Ensure that the "destination" Foundry instance has network access to the "source" Foundry instance as well as the location of the bucket backing the Iceberg table. Verify that this bucket allows ingress from the "destination" Foundry instance.

Call the Foundry API from code

In addition to the Foundry-to-Foundry sync workflow above, a Python transform can call the Foundry API directly using the OAuth2 client credentials grant. Use this pattern when you need to invoke Foundry endpoints that are not exposed as syncs — for example, to enumerate project contents, trigger builds, or read from the Ontology API from within a transform.

The overall setup (REST API source configuration, storing client_id/client_secret as additional secrets, and the generic token-request and pagination scaffolding) is the same as any other OAuth2 client credentials flow. Review the OAuth Client Credentials grant example on the REST API connector page for the generic pattern.

The sections below cover the Foundry-specific details that differ from a third-party API.

Foundry token endpoint

Foundry's OAuth2 token endpoint is:

POST /multipass/api/oauth2/token

The endpoint is hosted on the Foundry instance you are calling. If the transform runs on the same instance it is calling, the hostname on the REST API source is that same instance; if it is a different instance, the source's hostname is that of the target instance and you must configure egress policies and ingress allowlisting as described in Networking.
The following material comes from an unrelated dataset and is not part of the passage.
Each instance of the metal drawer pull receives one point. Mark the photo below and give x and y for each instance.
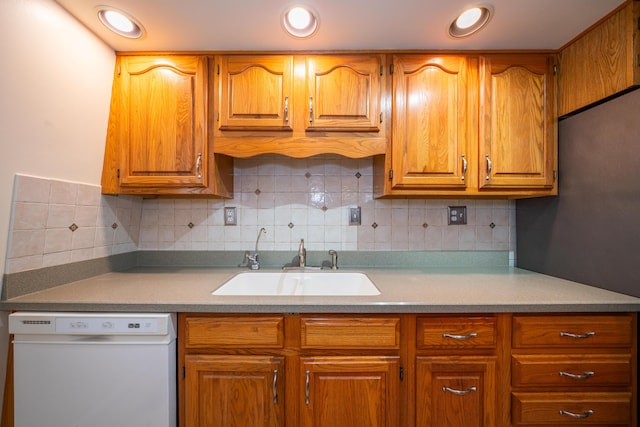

Learn more about the token endpoint parameters.

Foundry scopes

Every Foundry API endpoint documents the scope it requires — see the per-endpoint reference in the API documentation. Some common examples:

Scope Grants access to
api:datasets-read Read datasets
api:datasets-write Write datasets
api:ontologies-read Read Ontology objects and link types

Request only the scopes your transform needs. Multiple scopes are separated by spaces, for example api:datasets-read api:datasets-write.

Create a client

The client_id and client_secret used in the token request come from a third-party application registered on the target Foundry instance. Follow the steps in Authentication above to create a backend service application and obtain the client_id and client_secret, then store them as additional secrets on your REST API source.

The service user created for the client must be granted permissions on every project, dataset, or Ontology resource the transform needs to access.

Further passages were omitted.